I just spent a few days getting my old media archives in order.
I’ve previously used F-Spot for managing my photos, and errr… folders for videos. Unfortunately F-Spot development seems to be stagnating, and I’m not too impressed with the performance and frequency of crashes…
Sooo I opened up Shotwell (the (not so) new default photo manager on Ubuntu), and proceeded to import all my photos. I can’t say it went without a hitch – I had to fiddle around with a few batches of photos which got tags I never defined hooked on them in a way Shotwell wouldn’t remove, and some other tags just dissapeared altogether… but all in all the effort for migrating ~25k photos was acceptable, and the end result: Shotwell is pretty sweet!

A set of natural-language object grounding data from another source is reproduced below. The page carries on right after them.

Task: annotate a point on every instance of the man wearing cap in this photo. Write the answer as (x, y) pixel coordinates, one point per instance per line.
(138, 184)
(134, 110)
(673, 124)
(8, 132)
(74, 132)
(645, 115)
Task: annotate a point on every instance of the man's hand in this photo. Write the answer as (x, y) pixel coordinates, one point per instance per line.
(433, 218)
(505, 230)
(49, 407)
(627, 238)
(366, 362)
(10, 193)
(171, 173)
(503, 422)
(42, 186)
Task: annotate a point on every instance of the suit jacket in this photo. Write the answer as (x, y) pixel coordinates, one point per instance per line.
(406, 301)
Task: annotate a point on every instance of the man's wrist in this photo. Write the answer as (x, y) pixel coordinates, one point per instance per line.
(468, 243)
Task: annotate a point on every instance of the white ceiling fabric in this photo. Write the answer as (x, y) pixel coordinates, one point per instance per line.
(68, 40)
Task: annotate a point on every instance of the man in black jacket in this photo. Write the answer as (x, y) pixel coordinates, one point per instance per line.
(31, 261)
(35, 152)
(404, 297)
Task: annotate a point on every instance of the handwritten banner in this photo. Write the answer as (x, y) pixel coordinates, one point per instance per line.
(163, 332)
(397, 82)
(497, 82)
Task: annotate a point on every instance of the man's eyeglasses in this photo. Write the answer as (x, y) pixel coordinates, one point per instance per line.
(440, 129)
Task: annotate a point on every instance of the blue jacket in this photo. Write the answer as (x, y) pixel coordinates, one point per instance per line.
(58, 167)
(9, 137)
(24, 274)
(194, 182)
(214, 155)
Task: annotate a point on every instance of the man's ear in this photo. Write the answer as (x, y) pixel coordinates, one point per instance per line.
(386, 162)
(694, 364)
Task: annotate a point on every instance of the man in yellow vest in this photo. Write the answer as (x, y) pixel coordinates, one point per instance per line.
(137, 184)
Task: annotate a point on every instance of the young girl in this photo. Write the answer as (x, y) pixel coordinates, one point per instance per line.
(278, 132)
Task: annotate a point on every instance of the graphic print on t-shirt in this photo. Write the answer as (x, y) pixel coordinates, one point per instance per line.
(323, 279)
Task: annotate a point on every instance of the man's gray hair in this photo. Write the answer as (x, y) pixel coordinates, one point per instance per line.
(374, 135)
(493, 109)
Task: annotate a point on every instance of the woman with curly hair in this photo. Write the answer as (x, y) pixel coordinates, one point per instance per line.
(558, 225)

Shotwell is soooo much faster and responsive than F-Spot, and I love the way that any enhancements you make on a picture (cropping, colour/hue adjustment etc.) are stored as transformations in the database, and only applied to exported pictures – the original image data remains untouched. The F-Spot solution to this was to create Modified versions, but that always bugged me having so many versions of the same file hanging around, and progressive loss of quality…
Also I love that tagging in Shotwell is much faster than in F-Spot (for a keyboard junkie like me): [ctrl]-t, and type in (auto-complete) a list of tags.
For video editing (I recently got a camcorder) I tried out Kino (no development in last year and a half, and working with .MOD files was a pain) and Cinalerra (horrible GUI…) but ended up settling for OpenShot, and while it probably can’t be considered a fully fledged video editor, it’s more than enough for my needs, and pretty intuitive.